テンペスト
〜コスタ・デル・ソル in ストライフ一家〜
<14>
 
 カダージュ
 

 

  

 

 

(ヤズー……!)

 思わず足が止まる。

 だが、ぼくを連行する男たちは、遠慮無しに先へと促すのだ。

「おい、何をぐずぐずしている。さっさと歩くんだ」

「……ッ」

「……何だコイツ、震えてるぜ。さっきまでとずいぶん態度が違うじゃねーか」

 どんと後ろから突き飛ばされて、ぼくは前のめりに転んだ。

「おら、この生意気なガキが!」

 遠慮のない蹴りが、腹部に入った。

「ゲホッ!ゴホッ!」

 苦痛に身を折るが、身体の痛みよりも、心を惑わす得体の知れない怖れに身がおののいた。

「ガキのクセにえらそーにしやがって! 気にいらねぇんだよ!」

 よほど、ぼくの態度に鬱憤がたまっていたのか、髪を引っ張られ、顔を持ち上げられた。

「おい、よせ。傷つけたら、雇い主に何を言われるかわからんぞ」

 そのうちのひとりが、煩わしげにそう言った。

「へっ、後はこいつを引き渡せば仕舞いだろう。このクソガキをよ!」

 腰の部分を蹴り飛ばされて、ぼくは地面を転がった。

「痛ッ……!」

「どうだ、少しはこたえたか。大人をバカにするんじゃねーぞ!」

 吐き捨てるように男が言った。皆、一様に同じようなサングラスを掛けているので、見分けがつかないのだ。

「うるさい……!縛られた相手に暴力を振うなんて最低だ」

 ぼくはしごく真っ当なことを言った……つもりだった。

 だが、しょせん、人間のくずのような連中に通じるはずもなかった。むしろ、激昂させるのがオチだ。

「野郎!二度とそんな口が聞けないようにしてやる!」

 ひとりがそう叫んだときだった。

 男が持っている無線機がザーッと不快な音を立てた。

 

 

 

 

 

 

「……はい、はい、はい!いや、す、すいません」

 おかしいようにヘコヘコと小さな無線機に向かって、頭を下げる。その様子は失笑するほどに滑稽だ。

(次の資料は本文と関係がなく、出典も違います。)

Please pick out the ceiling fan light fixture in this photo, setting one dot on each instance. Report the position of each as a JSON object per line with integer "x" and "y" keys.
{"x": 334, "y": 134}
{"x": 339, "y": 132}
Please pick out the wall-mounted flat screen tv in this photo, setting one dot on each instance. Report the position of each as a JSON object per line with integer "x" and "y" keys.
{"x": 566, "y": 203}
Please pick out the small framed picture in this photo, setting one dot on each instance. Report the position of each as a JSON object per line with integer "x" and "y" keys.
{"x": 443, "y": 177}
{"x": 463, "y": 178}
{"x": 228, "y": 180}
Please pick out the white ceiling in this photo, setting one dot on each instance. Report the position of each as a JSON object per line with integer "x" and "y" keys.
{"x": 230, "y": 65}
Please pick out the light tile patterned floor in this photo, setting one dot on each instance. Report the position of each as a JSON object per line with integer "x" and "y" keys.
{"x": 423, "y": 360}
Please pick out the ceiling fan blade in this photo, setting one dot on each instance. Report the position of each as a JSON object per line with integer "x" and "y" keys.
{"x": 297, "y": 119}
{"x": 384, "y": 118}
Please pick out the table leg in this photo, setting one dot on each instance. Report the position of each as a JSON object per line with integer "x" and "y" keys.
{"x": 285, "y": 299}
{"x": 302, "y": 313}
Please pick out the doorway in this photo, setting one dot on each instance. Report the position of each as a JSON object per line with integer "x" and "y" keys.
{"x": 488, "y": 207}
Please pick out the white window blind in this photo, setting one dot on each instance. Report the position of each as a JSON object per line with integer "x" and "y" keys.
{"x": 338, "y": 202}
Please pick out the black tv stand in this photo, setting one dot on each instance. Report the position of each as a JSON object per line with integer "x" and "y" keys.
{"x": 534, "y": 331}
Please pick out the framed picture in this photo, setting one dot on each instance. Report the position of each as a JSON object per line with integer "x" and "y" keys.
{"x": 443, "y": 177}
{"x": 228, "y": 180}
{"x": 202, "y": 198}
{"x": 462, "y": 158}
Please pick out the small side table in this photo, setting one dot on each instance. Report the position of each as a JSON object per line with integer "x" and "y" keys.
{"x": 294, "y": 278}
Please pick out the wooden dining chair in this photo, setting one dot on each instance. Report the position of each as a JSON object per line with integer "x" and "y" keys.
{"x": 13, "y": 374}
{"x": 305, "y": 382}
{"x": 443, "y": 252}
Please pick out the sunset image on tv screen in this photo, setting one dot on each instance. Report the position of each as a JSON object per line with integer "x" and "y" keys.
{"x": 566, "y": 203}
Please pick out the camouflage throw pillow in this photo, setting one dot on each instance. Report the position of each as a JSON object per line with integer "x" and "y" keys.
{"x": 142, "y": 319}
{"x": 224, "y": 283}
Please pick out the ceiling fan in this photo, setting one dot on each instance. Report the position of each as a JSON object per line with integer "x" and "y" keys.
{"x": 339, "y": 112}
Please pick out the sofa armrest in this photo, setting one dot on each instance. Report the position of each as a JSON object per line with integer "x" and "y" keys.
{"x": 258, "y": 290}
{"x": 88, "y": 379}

「え、ええ……すぐに、いや、こいつ、ここまで来て、急に震えだしやがって。歩かなくなっちまって……えっ、ええ、すぐに……!」

 どうやら無線機の先には、絶対的なあるじが居るらしい。

 男たちのバカ丁寧な態度は、眺めている分には可笑しいだけだが、その先にいる主に恐怖しているともとれる。

 なんせ、絶対服従のような有様なのだから。

 

「はい、すぐに連れて行きます。ええ……はい」

 ぷつりと無線を切ると、苦虫をかみつぶしたような表情で男が振り返った。よく見れば、ロッズと良い勝負と言えるような体格のいい男だった。

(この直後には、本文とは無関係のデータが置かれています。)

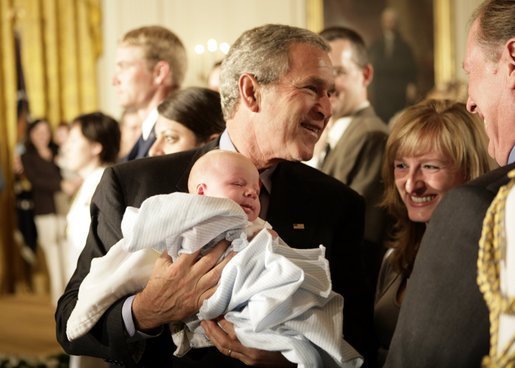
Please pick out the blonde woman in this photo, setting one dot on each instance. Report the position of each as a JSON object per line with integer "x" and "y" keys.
{"x": 433, "y": 147}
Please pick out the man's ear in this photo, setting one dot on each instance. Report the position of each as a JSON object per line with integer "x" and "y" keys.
{"x": 162, "y": 72}
{"x": 201, "y": 188}
{"x": 249, "y": 91}
{"x": 510, "y": 47}
{"x": 368, "y": 74}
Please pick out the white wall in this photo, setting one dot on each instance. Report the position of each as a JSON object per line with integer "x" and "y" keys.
{"x": 461, "y": 16}
{"x": 194, "y": 21}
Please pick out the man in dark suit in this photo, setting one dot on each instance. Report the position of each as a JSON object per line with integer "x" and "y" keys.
{"x": 150, "y": 64}
{"x": 357, "y": 137}
{"x": 275, "y": 97}
{"x": 444, "y": 320}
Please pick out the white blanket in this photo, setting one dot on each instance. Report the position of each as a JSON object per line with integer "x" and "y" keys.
{"x": 278, "y": 298}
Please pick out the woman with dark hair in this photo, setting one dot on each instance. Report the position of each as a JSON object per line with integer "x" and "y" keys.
{"x": 188, "y": 118}
{"x": 92, "y": 145}
{"x": 45, "y": 178}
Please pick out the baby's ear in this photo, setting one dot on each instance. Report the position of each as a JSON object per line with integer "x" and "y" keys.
{"x": 201, "y": 189}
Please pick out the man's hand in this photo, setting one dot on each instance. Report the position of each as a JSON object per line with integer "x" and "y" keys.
{"x": 222, "y": 335}
{"x": 176, "y": 290}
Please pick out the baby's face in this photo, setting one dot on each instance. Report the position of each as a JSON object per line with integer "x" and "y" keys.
{"x": 239, "y": 181}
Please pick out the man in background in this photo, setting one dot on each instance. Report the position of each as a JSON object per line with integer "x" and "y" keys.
{"x": 275, "y": 87}
{"x": 444, "y": 320}
{"x": 356, "y": 138}
{"x": 150, "y": 63}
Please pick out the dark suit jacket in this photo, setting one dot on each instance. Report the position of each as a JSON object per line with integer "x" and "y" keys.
{"x": 140, "y": 148}
{"x": 330, "y": 213}
{"x": 444, "y": 319}
{"x": 356, "y": 160}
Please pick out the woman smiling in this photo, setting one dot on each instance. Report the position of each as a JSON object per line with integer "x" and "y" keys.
{"x": 433, "y": 147}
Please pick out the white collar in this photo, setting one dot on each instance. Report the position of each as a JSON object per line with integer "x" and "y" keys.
{"x": 148, "y": 123}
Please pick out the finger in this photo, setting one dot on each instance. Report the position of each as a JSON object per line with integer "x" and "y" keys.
{"x": 188, "y": 259}
{"x": 208, "y": 282}
{"x": 227, "y": 327}
{"x": 221, "y": 340}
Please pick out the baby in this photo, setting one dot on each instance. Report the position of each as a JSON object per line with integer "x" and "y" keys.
{"x": 277, "y": 297}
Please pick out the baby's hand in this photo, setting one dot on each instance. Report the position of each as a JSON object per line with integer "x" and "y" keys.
{"x": 274, "y": 233}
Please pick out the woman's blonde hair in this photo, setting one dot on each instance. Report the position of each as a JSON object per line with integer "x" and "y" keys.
{"x": 432, "y": 125}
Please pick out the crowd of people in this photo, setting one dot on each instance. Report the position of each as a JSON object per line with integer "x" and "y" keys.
{"x": 392, "y": 208}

「おい、遊んでいる場合じゃねーぞ。ずいぶんとお待ちかねのようだ。さっさと行くぞ!」

「チッ、わかったよ。ったくうるせぇな!」

「毒づくな。これでもう面倒な仕事は終わりなんだからな」

 三人の男は口々にそう言うと、地面に転がったぼくを乱暴に持ち上げた。足が着かなくて、身体がぶらぶらと揺れる。

「ほら、しっかり歩け!」

 転ばない程度に突き飛ばされ、ぼくは強引に足を進めさせられた。

 

「ここだ、入れ」

 地面が持ち上がって、黒い鉄の階段が現われた。

 銃を突きつけられ、そこを降りる。

 長い……長い階段だ。

 カツーンカツーンと冷えた足音が、永遠にこだまするようだ。

 

(この場所は嫌だ……!早く帰らないと……!)

 ぼくはここに来て、初めて焦燥というものを感じた。

 人質を取られたり、地下室に閉じこめられたりしたときも、もちろん困惑したし、嫌だとも感じた。

 だが、どこかしらに余裕も残っていて、心底焦ることはなかった。

 

 しかし、今は違う。

 一刻も早くここから離れなくては……!

 本能がそう告げているのだ。

 

 一歩一歩と階段を降りる足が、ぐらぐらと揺らぎ、倒れ込んでしまいそうになるほど、ぼくは動揺していた。